La hausse reste pour l'instant mesurée. D'une part pour éviter de freiner la reprise économique, déjà fragilisée par les pertes de pouvoir d'achat des ménages. Et d'autre part pour éviter de mettre en difficulté les Etats fortement endettés, comme l'Espagne, l'Italie ou, dans une moindre mesure, la France.

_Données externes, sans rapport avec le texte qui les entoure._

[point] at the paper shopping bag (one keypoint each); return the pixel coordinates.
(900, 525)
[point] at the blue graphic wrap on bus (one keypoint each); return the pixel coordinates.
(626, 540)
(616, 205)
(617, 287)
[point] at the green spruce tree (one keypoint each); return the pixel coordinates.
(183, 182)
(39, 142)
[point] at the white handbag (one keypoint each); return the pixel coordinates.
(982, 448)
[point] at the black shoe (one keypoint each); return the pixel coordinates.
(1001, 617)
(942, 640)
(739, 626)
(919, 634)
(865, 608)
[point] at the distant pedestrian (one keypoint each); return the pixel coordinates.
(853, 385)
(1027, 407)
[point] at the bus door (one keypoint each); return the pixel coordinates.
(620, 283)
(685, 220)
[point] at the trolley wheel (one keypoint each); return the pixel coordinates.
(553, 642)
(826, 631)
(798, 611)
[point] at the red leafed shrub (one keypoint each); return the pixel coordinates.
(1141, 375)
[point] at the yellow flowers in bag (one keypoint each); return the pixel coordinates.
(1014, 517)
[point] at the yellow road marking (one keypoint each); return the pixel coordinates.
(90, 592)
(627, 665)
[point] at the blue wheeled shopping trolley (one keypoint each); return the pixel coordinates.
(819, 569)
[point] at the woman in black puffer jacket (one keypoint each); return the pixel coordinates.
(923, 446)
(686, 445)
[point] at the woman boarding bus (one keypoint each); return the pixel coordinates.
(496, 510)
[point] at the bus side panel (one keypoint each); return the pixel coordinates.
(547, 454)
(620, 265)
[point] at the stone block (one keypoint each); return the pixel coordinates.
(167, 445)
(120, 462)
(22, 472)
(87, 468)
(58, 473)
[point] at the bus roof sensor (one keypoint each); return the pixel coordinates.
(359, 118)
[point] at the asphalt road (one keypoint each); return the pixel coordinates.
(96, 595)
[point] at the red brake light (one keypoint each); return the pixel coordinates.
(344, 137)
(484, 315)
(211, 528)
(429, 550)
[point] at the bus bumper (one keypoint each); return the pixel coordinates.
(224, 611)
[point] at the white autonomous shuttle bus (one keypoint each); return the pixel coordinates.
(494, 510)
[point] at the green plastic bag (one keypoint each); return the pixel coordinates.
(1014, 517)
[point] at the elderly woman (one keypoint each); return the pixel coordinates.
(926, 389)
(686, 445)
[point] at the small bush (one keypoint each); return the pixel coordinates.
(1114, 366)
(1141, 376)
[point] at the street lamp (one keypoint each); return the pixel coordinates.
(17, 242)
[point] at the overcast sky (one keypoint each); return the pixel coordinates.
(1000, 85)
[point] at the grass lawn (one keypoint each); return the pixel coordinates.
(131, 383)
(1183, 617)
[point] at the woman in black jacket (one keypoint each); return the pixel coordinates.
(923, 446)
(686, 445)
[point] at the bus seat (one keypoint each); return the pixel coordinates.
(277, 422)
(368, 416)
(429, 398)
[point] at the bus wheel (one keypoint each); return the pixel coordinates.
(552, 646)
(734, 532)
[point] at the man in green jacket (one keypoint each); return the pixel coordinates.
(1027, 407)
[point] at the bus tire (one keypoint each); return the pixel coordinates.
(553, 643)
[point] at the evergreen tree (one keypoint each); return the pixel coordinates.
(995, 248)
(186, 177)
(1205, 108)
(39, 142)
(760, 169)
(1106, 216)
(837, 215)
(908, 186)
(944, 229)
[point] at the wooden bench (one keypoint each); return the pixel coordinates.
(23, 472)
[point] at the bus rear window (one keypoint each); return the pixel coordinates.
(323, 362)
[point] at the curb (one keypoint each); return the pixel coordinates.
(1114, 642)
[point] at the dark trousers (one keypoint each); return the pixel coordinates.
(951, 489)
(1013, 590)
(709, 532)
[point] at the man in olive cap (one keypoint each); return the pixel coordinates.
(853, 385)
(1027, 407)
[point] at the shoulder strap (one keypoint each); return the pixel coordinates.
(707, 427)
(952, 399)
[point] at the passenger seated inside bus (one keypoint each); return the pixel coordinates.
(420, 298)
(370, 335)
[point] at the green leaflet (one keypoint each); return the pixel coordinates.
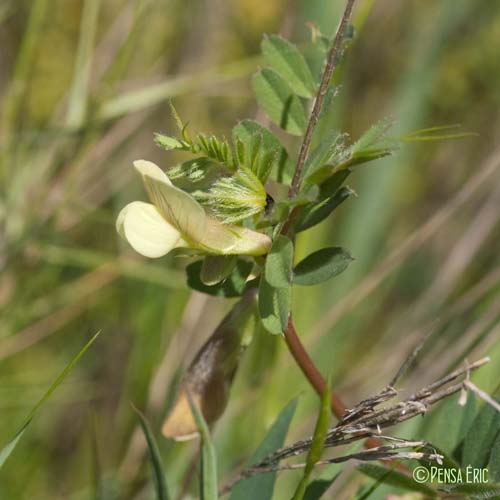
(321, 266)
(480, 438)
(285, 59)
(216, 268)
(274, 306)
(276, 98)
(271, 145)
(317, 212)
(261, 486)
(279, 263)
(233, 286)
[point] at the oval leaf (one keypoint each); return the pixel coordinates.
(270, 145)
(274, 307)
(233, 286)
(276, 98)
(279, 263)
(321, 266)
(286, 59)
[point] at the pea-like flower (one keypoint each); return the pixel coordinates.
(175, 219)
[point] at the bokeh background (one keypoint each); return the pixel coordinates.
(83, 87)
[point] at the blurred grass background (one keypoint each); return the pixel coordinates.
(83, 86)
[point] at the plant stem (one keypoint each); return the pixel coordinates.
(331, 64)
(295, 346)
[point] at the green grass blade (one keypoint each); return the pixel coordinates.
(9, 447)
(317, 444)
(262, 485)
(77, 105)
(156, 461)
(208, 486)
(394, 478)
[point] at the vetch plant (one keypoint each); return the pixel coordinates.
(239, 204)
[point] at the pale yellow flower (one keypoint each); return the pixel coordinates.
(175, 219)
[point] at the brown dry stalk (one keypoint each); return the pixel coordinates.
(366, 419)
(293, 342)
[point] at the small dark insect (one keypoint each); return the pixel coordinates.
(269, 204)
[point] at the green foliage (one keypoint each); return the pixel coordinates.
(274, 306)
(234, 285)
(234, 198)
(321, 266)
(480, 439)
(208, 479)
(318, 442)
(9, 447)
(67, 139)
(217, 268)
(262, 486)
(494, 462)
(448, 424)
(155, 457)
(279, 263)
(277, 99)
(271, 147)
(287, 61)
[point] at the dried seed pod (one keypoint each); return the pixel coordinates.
(209, 377)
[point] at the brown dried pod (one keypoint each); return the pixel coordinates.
(209, 377)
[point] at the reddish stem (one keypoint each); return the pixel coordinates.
(310, 370)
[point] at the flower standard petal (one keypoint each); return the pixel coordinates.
(178, 207)
(146, 230)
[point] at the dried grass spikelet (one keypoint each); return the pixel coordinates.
(209, 377)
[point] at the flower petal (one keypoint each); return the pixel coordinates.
(177, 207)
(146, 230)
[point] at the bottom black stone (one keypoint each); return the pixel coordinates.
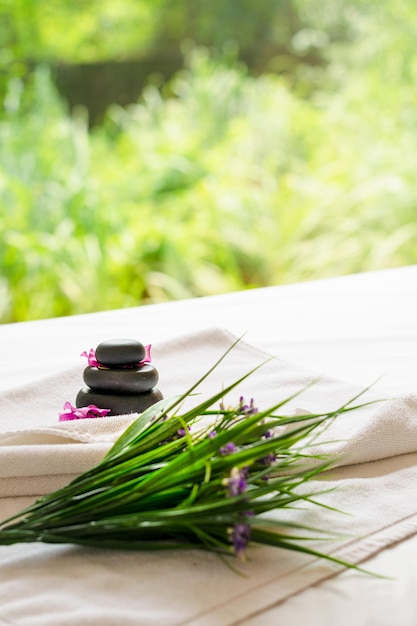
(118, 405)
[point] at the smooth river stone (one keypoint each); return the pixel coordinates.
(120, 352)
(128, 380)
(118, 405)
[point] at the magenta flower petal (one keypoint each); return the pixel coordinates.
(91, 357)
(73, 413)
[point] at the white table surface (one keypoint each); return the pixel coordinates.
(355, 328)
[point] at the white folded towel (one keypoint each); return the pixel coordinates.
(376, 448)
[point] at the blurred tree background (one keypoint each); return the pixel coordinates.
(155, 150)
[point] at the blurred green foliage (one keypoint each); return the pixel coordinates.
(223, 181)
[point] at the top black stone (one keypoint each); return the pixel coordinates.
(120, 352)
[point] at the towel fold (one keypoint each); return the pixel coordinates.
(375, 448)
(39, 453)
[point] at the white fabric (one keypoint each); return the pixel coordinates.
(356, 328)
(210, 592)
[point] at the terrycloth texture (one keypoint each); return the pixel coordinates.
(45, 585)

« Compte tenu du niveau d'inflation, les taux directeurs devraient plutôt être proches de 5 ou 6% », estime l'économiste Philippe Crevel, directeur du Cercle de l'épargne. Or, même après la hausse de juillet, les taux de la BCE ne seront que de -0,25% pour le taux de dépôt, 0,25% pour le taux de refinancement, et 0,5% pour la facilité de prêt marginal. « Ce changement de politique monétaire marque un tournant pour l'économie européenne. C'est la fin de l'environnement de taux bas qui prédomine depuis plusieurs années », reprend Philippe Crevel. D'autant que la présidente de la BCE, Christine Lagarde, a d'ores et déjà prévenu que de nouvelles hausses de taux sont à prévoir à partir de septembre.

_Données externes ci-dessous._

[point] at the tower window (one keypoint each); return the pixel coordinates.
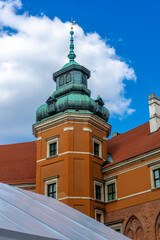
(53, 149)
(52, 146)
(84, 79)
(68, 78)
(99, 215)
(61, 81)
(51, 190)
(51, 186)
(111, 192)
(97, 148)
(98, 192)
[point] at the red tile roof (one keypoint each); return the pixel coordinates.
(18, 163)
(132, 143)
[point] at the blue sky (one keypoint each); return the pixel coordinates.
(130, 28)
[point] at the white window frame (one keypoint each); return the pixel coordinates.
(97, 211)
(100, 147)
(51, 181)
(98, 183)
(106, 189)
(116, 227)
(49, 142)
(152, 168)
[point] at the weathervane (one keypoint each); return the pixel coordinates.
(73, 23)
(71, 54)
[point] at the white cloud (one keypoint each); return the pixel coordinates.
(31, 49)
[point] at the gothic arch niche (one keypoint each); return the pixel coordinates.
(158, 227)
(134, 229)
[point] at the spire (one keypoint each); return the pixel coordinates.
(71, 54)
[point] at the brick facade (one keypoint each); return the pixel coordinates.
(140, 222)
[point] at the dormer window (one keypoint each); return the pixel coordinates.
(84, 79)
(68, 78)
(61, 81)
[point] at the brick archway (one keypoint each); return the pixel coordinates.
(158, 227)
(134, 229)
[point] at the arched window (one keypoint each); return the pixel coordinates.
(158, 227)
(68, 78)
(134, 229)
(61, 81)
(84, 79)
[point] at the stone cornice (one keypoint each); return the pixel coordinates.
(128, 162)
(95, 121)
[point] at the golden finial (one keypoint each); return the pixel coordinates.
(73, 23)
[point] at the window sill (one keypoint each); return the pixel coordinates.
(155, 188)
(52, 156)
(99, 201)
(115, 200)
(97, 157)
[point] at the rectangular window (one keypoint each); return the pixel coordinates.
(51, 190)
(51, 186)
(96, 149)
(53, 149)
(156, 174)
(111, 192)
(99, 217)
(116, 226)
(52, 146)
(111, 189)
(98, 192)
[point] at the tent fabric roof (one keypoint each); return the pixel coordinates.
(27, 212)
(18, 163)
(137, 141)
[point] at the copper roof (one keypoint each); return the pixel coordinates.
(137, 141)
(18, 163)
(27, 215)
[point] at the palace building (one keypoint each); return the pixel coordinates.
(115, 181)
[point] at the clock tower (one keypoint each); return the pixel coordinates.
(71, 130)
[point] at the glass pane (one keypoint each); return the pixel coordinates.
(68, 78)
(156, 174)
(54, 187)
(109, 197)
(61, 81)
(157, 183)
(96, 149)
(110, 188)
(54, 195)
(114, 196)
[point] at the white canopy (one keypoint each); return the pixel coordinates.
(39, 217)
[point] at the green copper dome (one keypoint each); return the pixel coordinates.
(72, 94)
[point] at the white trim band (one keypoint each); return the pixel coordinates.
(68, 129)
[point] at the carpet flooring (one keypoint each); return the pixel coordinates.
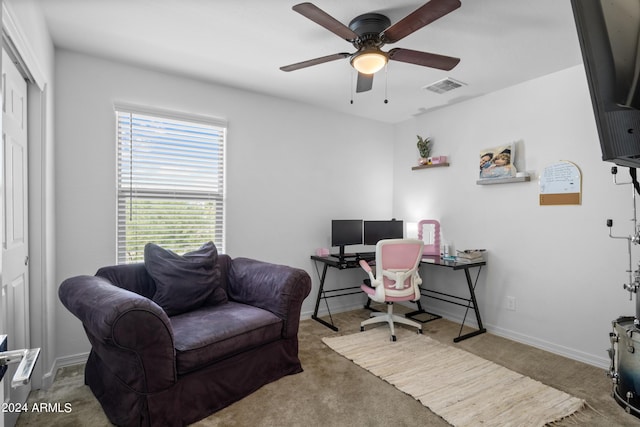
(464, 389)
(333, 391)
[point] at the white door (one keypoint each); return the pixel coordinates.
(14, 295)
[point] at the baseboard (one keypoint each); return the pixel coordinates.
(61, 362)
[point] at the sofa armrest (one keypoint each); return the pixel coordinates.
(277, 288)
(128, 332)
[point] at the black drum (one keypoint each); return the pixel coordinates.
(625, 364)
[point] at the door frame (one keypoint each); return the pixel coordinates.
(42, 289)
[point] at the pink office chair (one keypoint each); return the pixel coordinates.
(396, 279)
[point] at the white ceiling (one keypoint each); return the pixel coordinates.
(243, 44)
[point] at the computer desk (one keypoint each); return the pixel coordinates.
(353, 262)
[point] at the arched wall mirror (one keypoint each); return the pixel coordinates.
(429, 233)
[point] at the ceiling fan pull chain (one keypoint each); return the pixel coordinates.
(351, 83)
(386, 80)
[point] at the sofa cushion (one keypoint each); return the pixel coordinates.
(183, 283)
(208, 334)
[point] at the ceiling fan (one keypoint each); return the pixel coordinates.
(369, 32)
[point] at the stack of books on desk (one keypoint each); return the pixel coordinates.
(470, 255)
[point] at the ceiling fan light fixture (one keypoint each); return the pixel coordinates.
(369, 61)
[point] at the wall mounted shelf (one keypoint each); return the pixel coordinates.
(490, 181)
(434, 165)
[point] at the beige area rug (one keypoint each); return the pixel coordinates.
(462, 388)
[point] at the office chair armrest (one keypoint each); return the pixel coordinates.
(365, 266)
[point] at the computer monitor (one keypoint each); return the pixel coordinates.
(345, 232)
(379, 230)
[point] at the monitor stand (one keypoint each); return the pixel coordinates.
(341, 255)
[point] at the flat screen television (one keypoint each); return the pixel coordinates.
(346, 232)
(379, 230)
(609, 35)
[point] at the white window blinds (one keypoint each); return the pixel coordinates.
(170, 183)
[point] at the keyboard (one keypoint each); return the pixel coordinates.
(366, 255)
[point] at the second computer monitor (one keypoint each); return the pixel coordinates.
(380, 230)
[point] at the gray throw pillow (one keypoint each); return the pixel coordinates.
(183, 282)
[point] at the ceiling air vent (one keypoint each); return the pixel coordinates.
(444, 85)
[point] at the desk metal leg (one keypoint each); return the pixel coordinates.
(318, 298)
(472, 293)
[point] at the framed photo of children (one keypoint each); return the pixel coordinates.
(497, 162)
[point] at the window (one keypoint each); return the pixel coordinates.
(170, 182)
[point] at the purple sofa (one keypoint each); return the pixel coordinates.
(148, 369)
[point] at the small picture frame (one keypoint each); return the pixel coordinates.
(498, 162)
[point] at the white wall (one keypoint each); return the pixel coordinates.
(291, 168)
(557, 261)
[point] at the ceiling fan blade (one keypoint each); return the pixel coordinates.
(325, 20)
(425, 59)
(417, 19)
(365, 82)
(315, 61)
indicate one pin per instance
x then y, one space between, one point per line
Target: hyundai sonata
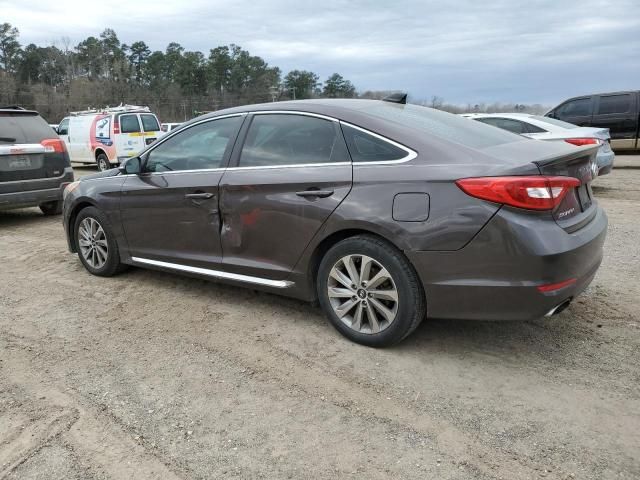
382 212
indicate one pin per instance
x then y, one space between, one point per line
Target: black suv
617 111
34 163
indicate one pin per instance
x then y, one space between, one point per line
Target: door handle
199 196
315 193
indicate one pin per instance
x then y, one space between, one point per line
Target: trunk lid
578 206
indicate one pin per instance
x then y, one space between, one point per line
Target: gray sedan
383 212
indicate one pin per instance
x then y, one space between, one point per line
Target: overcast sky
464 51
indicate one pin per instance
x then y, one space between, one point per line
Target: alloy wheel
93 243
362 294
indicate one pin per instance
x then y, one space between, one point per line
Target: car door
618 113
169 212
577 111
289 175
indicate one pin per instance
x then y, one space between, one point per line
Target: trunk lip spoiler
585 150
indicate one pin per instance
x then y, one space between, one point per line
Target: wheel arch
329 241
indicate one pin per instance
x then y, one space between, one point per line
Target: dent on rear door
266 225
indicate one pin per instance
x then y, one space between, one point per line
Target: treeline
175 83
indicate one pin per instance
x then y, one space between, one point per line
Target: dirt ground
152 375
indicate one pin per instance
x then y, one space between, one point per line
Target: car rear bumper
497 275
35 192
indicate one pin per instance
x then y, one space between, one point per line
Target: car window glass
534 128
513 126
575 108
364 147
149 123
199 147
282 139
129 124
63 128
614 104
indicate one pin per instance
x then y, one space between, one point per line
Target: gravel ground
151 375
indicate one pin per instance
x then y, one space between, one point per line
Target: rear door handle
199 196
315 193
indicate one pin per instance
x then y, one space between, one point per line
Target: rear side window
440 124
283 139
23 128
365 147
575 108
614 104
129 124
150 123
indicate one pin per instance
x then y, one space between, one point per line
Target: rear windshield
150 123
553 121
23 128
441 124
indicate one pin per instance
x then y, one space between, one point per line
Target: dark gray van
617 111
34 163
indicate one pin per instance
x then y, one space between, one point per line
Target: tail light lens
531 193
583 141
52 145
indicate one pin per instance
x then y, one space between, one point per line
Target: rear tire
51 208
96 244
370 292
103 162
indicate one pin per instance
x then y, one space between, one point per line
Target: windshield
441 124
553 121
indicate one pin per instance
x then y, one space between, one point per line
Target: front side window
288 139
614 104
365 147
575 108
149 123
200 147
129 124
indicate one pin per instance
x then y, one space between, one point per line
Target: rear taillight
52 145
583 141
531 193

Les premières conséquences sont déjà visibles : selon la Banque de France, les taux des crédits immobiliers sont passés de 1,10% en décembre à plus de 1,25% en mai. Mais si la remontée des taux est une mauvaise nouvelle pour certaines classes d'actifs, comme les actions, les cryptomonnaies, et l'immobilier, les produits d'épargne classiques pourraient, eux, tirer leur épingle du jeu.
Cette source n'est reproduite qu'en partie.